評価することと育てること

 先日、twitterの中のつぶやきに刺激され、色々と考えが浮かんできたので、整理のためにブログに書いておくことにします。

 今の日本では、才能のある人を周囲が育て上げていくというのが非常に難しくなっているのではないかという気がします。もちろん、そのような中でも実力を発揮し、才能を花開かせる人はいるのですが、多くの人は、周囲の環境によって才能を開花させること無く凡庸な生活を送ることが多いように思います。
 これは、一般の会社でも同じで、少し前の時代に比べると、企業が人を育てるために使う費用というのは、かなり低くなって来ているのでは無いでしょうか。ここで言っている費用というのは、必ずしも教育費・研修費のような直接的なお金だけではなく、実務の中で仕事を覚えていく、所謂OJTの中で人材育成をしていく際に考えておかなければならないリスクのような、陰に隠れた費用も含んでのことです。
 私が属していたIT業界などでは(もちろん、他の業界でも同様の傾向ですが)、短期間・低価格・高品質を求められる傾向がどんどん強くなり、発注側も受注側も費用・時間をOJTに割く余力が無くなっているように感じます。短期間ではそれで何とか凌げても、将来を見越したとき、それでは組織として立ち行かなくなってしまうのは明らかです。

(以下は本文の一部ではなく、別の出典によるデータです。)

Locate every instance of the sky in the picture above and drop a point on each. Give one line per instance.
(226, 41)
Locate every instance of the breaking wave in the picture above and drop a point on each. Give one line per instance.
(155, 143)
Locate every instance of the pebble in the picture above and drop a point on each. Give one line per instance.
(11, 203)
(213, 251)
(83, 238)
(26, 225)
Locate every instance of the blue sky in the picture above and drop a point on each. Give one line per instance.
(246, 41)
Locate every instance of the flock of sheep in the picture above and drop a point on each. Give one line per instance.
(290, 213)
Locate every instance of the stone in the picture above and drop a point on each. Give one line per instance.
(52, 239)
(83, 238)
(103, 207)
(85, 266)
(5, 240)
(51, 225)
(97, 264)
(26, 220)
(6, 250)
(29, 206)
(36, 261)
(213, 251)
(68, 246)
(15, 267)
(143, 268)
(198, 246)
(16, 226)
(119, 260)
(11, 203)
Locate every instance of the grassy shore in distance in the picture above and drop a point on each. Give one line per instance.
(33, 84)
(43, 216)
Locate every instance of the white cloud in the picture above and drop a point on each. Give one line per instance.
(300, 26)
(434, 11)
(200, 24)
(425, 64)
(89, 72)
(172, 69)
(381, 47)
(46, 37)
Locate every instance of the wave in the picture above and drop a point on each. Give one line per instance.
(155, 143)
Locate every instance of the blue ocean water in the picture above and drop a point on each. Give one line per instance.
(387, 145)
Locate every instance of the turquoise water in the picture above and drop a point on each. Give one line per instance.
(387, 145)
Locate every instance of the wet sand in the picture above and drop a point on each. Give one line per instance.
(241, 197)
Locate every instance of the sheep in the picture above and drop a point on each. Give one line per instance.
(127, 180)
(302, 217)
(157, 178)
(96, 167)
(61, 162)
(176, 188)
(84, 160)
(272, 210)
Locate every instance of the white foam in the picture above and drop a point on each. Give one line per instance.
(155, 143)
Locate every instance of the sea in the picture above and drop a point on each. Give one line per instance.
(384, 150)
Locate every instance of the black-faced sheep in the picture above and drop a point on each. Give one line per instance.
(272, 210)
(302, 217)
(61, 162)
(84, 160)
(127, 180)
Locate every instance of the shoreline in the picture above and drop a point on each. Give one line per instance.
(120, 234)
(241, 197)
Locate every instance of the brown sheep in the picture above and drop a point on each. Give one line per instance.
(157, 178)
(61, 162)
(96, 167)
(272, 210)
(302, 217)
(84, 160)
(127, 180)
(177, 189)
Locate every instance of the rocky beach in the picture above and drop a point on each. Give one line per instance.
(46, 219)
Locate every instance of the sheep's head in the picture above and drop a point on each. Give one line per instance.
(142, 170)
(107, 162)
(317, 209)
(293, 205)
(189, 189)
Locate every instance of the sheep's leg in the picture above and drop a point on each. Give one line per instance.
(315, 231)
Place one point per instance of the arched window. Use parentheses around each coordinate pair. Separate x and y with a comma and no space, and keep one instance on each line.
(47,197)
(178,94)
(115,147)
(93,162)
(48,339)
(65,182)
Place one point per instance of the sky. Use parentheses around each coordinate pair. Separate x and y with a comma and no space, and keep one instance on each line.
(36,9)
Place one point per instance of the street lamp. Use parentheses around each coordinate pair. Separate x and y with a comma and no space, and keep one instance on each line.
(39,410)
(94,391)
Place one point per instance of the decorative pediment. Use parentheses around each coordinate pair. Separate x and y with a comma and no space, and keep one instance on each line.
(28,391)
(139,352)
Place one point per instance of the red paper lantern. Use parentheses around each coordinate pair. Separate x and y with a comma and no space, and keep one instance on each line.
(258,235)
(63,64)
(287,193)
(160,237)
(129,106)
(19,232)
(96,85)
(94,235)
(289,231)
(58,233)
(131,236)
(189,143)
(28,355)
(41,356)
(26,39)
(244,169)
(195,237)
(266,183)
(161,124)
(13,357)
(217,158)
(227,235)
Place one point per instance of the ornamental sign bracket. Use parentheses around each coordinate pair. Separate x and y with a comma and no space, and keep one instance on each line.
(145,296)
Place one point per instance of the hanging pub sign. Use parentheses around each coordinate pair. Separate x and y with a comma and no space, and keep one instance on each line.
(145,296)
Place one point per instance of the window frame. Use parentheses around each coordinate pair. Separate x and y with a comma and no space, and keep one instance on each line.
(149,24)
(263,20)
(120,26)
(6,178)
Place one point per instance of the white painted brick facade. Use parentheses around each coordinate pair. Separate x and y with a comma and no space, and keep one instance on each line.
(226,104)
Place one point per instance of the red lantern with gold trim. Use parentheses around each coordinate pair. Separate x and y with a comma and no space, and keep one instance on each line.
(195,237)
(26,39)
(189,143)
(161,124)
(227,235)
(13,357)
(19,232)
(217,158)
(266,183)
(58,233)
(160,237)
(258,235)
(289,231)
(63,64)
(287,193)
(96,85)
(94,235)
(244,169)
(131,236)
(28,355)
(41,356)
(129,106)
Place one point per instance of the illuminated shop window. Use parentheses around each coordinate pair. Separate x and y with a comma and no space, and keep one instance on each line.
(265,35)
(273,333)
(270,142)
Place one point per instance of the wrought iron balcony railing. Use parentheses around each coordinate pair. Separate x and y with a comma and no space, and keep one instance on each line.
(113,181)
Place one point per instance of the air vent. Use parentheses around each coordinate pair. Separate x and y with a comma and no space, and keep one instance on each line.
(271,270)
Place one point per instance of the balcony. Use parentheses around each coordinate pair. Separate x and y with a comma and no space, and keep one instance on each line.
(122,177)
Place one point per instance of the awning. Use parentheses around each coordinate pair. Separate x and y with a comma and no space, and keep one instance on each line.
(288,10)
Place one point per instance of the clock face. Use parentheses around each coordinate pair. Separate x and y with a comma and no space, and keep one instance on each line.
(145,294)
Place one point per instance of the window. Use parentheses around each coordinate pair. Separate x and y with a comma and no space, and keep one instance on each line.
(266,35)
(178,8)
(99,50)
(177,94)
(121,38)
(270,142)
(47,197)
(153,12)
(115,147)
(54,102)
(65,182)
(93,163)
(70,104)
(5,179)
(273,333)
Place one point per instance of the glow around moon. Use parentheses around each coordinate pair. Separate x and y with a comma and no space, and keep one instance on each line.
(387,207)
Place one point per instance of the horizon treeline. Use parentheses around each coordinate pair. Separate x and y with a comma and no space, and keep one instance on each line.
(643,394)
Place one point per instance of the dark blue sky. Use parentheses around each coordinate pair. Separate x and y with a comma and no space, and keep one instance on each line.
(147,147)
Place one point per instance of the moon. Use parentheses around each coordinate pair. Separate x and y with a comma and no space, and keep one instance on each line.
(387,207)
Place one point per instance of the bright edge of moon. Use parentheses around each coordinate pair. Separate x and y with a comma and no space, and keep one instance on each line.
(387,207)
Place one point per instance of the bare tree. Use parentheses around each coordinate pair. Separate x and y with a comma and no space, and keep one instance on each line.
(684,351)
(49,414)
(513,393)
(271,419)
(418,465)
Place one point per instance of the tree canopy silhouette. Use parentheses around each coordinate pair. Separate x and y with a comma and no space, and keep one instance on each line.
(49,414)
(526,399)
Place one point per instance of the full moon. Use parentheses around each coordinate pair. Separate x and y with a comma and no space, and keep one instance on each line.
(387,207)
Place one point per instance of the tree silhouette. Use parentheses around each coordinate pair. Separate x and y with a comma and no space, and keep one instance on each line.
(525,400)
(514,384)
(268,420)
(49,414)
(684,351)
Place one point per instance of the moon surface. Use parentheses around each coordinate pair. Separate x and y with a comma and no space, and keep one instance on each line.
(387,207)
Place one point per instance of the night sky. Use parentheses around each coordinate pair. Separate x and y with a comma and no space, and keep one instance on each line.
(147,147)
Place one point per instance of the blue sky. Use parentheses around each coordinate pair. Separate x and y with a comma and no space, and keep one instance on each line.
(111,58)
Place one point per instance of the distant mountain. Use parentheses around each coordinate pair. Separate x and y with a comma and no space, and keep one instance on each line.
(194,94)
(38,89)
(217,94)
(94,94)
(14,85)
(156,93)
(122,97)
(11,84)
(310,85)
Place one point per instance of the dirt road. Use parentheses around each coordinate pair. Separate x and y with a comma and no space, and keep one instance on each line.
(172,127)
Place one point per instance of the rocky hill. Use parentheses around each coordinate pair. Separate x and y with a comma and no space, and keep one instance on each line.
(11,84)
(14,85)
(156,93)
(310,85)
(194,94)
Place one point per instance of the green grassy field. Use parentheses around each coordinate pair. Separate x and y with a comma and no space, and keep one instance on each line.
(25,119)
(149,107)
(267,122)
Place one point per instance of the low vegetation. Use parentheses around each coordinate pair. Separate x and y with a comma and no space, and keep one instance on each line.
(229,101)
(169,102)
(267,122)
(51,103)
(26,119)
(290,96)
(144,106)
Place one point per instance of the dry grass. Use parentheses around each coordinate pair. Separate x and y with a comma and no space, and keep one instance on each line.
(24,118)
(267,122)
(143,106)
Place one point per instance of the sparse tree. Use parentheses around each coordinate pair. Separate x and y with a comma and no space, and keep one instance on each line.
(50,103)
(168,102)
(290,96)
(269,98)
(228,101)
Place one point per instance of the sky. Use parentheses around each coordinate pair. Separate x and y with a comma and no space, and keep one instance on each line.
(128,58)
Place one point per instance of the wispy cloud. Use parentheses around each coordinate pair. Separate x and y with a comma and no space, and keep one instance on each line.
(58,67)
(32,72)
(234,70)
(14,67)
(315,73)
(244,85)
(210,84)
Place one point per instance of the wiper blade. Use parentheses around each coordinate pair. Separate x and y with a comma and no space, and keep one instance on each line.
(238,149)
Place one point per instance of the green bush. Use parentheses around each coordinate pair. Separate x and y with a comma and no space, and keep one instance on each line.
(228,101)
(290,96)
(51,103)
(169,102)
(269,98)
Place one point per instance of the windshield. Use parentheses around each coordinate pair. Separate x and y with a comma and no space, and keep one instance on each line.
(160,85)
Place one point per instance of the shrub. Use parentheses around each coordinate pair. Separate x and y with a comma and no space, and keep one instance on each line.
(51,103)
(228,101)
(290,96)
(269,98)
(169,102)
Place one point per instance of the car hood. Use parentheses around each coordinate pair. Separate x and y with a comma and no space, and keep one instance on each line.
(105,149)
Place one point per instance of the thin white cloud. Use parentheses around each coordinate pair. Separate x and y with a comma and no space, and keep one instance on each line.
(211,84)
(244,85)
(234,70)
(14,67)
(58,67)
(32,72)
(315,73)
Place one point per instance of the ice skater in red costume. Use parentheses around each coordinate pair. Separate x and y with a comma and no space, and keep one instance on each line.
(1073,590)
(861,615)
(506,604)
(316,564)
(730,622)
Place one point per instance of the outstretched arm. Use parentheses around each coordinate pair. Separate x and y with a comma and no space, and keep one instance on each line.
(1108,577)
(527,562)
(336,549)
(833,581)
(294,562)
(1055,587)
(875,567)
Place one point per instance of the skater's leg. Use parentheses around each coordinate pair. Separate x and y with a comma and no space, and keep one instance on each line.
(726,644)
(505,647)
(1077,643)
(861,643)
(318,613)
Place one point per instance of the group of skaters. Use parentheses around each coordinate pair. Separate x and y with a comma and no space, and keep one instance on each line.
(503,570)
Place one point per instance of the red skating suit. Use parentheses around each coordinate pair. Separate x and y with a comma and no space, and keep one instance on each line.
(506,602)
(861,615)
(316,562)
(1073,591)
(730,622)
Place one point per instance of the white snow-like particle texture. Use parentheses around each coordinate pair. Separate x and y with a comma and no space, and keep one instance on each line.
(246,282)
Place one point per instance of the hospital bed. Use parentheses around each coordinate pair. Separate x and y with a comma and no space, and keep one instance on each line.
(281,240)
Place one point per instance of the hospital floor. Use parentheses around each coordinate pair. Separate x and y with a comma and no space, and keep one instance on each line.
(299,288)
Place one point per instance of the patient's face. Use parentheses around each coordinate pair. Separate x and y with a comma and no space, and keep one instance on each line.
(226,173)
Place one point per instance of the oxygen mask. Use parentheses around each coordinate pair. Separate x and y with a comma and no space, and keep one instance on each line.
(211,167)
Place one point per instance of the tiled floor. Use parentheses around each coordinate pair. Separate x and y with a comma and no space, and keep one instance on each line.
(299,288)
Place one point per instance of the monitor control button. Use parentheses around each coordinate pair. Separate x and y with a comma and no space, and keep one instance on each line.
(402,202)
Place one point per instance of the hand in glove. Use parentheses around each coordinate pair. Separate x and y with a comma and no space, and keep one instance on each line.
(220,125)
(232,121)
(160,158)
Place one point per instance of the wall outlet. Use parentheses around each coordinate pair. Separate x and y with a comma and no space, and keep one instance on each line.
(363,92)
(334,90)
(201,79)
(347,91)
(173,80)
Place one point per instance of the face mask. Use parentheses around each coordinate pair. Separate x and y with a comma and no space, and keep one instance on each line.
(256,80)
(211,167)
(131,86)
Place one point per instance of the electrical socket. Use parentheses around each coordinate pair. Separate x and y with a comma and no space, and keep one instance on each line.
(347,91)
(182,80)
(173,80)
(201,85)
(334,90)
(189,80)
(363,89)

 そのような実態を考えると、今のように人を育てられなくなっているのは、バブル崩壊後、景気が悪くなっているからだというような気がしますが、実は、私自身はその前からのような気がちょっとしています。

 昔から「日本人は独創力に欠ける」ということがよく言われていました。
(最近、中国などの知的財産の侵害についてニュースになることが多いですが、その良し悪しは別として、かつて日本も通ってきた道だということは心に留めておくべきです)
 もちろん、海外の基礎研究やベースとなる製品をより良いものに改良し、経済発展を遂げてきたというのは良く知られるところです。しかし、実は必ずしも、日本人が独創性に欠けているわけではなく、その独創性を的確に評価し、育てていくという部分にこそ問題があったのではないか(そして今も続いている)と思います。

 ノーベル賞受賞者が後付のように文化勲章をもらうのはいつものことですし、日本で評価されなかったものが逆輸入によって再評価されるという例もたくさんあります。例えば、我々のようなコンサルタントが良く使うBSCやシックスシグマなども、元々、日本の経営や品質管理で行われていた手法を体系化したものと言えます。

 文化の面でも経営の面でも、適切な評価によって、人材や技術を育て上げ、基盤を強固にしていくことが組織・国を強くしていくことなのだろうなと思います。
 それを成し遂げていくには、やはり教育が必要であり、短期的なスパンだけではなく長期的にかつ俯瞰的なものの見方ができる人を増やしていかなければならないのでしょう。もちろん、教育者、経営者、政治家は、スローガンを掲げたり、理想論を語るだけではなく、それを現実に落とし込むための方法論を持っていなければならないのですが…。

 今年ももう少しで終わりです。
 来年は、日本の景気ももう少し良くなり、笑顔で過ごせる人々が少しでも増えるようにITコーディネータとして、そしてコンサルタントとしてお手伝いして行きたいと思っています。